Anti-organic, moi?

I felt almost nostalgic seeing John Krebs having a go at organic on last week’s IQ2US debate in New York (see story). It was just like the old days. One minute the former head of the Food Standards Agency was flamboyantly declaring he was “absolutely not anti-organic”, the next he was launching into what must have sounded to most people like a ten minute attack on organics’ values, products and science base.

On this side of the Atlantic we’ve heard it all before. But two things however did stand out for me. First was John Krebs’s comment: “Whenever you look at the (scientific) evidence, you have to ask where is it coming from, and why they are saying it”. And that, I admit, is exactly what I would do, congenitally sceptical journalist that I am.
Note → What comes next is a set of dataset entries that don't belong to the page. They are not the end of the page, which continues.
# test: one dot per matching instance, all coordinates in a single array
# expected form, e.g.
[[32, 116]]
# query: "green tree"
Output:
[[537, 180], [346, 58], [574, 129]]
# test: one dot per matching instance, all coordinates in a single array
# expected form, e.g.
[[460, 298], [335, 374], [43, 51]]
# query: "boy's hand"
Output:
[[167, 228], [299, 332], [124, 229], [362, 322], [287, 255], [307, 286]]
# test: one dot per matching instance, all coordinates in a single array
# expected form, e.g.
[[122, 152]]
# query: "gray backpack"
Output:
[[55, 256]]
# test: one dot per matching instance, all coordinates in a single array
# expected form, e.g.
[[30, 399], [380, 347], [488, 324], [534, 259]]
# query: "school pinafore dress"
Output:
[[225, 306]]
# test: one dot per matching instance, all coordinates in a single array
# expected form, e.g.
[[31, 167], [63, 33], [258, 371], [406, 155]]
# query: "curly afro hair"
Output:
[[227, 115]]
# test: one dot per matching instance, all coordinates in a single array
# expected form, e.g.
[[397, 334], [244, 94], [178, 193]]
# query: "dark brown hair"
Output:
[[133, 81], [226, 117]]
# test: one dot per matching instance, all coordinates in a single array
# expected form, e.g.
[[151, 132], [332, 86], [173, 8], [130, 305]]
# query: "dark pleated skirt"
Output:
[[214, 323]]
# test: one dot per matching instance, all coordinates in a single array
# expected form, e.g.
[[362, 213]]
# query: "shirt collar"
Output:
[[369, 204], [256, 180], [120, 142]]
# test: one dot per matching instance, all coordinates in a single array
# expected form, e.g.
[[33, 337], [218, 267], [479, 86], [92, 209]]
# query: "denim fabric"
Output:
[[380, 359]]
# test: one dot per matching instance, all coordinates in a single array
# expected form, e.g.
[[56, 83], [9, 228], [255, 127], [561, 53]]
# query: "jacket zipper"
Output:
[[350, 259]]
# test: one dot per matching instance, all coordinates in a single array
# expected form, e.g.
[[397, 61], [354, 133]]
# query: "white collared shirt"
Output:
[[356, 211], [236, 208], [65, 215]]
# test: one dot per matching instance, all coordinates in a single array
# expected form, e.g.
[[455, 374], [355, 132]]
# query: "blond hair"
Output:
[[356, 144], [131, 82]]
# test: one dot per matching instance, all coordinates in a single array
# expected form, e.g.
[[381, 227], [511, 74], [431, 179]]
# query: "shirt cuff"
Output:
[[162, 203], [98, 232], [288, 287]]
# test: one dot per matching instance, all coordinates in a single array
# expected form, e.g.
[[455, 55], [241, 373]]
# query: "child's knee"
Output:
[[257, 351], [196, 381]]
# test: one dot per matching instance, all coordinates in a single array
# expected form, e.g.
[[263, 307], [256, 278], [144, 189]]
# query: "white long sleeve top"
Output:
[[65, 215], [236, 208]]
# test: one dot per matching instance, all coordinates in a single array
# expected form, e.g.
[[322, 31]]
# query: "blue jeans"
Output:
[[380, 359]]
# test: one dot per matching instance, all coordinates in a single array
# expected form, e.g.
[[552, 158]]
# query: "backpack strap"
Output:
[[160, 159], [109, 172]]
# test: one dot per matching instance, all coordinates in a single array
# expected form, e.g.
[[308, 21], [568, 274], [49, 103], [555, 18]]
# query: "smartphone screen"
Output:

But I wondered shouldn’t a scientist be looking first and foremost at the quality of the evidence, the size of the study, how well designed it is and so on?

The inference seemed to be that research commissioned by the organic industry, or organic-friendly organizations, was likely to be unreliable or biased. But in reality who other than the organic industry is motivated to commission the research that regulators such as the FSA and ASA insist is needed to support even the mildest marketing claim?

Which leads me to the second eyebrow-raising comment. When Krebs was pressing his point that “overall, there is no difference nutritionally between organic and conventional food” (did I detect a determined clinging to the word ‘overall’?) he referred to the One Million Women Study. This, he said, had shown no evidence of any health benefits from eating an organic diet.

Back in 2003, when he was FSA chairman, John Krebs staged a seminar on organic food — finally yielding to sustained pressure from food and health campaigners. Addressing the seminar he explained why it would be virtually impossible for any study to deliver meaningful data about the nutritional benefits of organic over conventional (or vice versa). For one thing it would have to be conducted over a period of decades before any useful conclusion could be reached. Then you’d need to deliver an organic food box every single morning to hundreds or thousands of participants for the entire duration of the study to have any chance of ensuring they were eating a genuinely organic diet. In other words, it wasn’t worth the organic sector even dreaming about doing the type of study needed. It wasn’t going to happen.

Which made me wonder just how instructive the One Million Women Study could really be on the subject of an organic diet, given that its main focus is to examine the effects of hormone replacement therapy in women over 50. On the other hand if you’re casting around for something to bash the organic industry over the head with, well, it’s probably as good as any other blunt weapon.

By Jim Manson

Natural Products editor and environment journalist
Jim Manson is editor of Natural Products magazine. He’s written widely on environment and development issues for specialist magazines and national media, including the Financial Times, The Guardian and Time Out.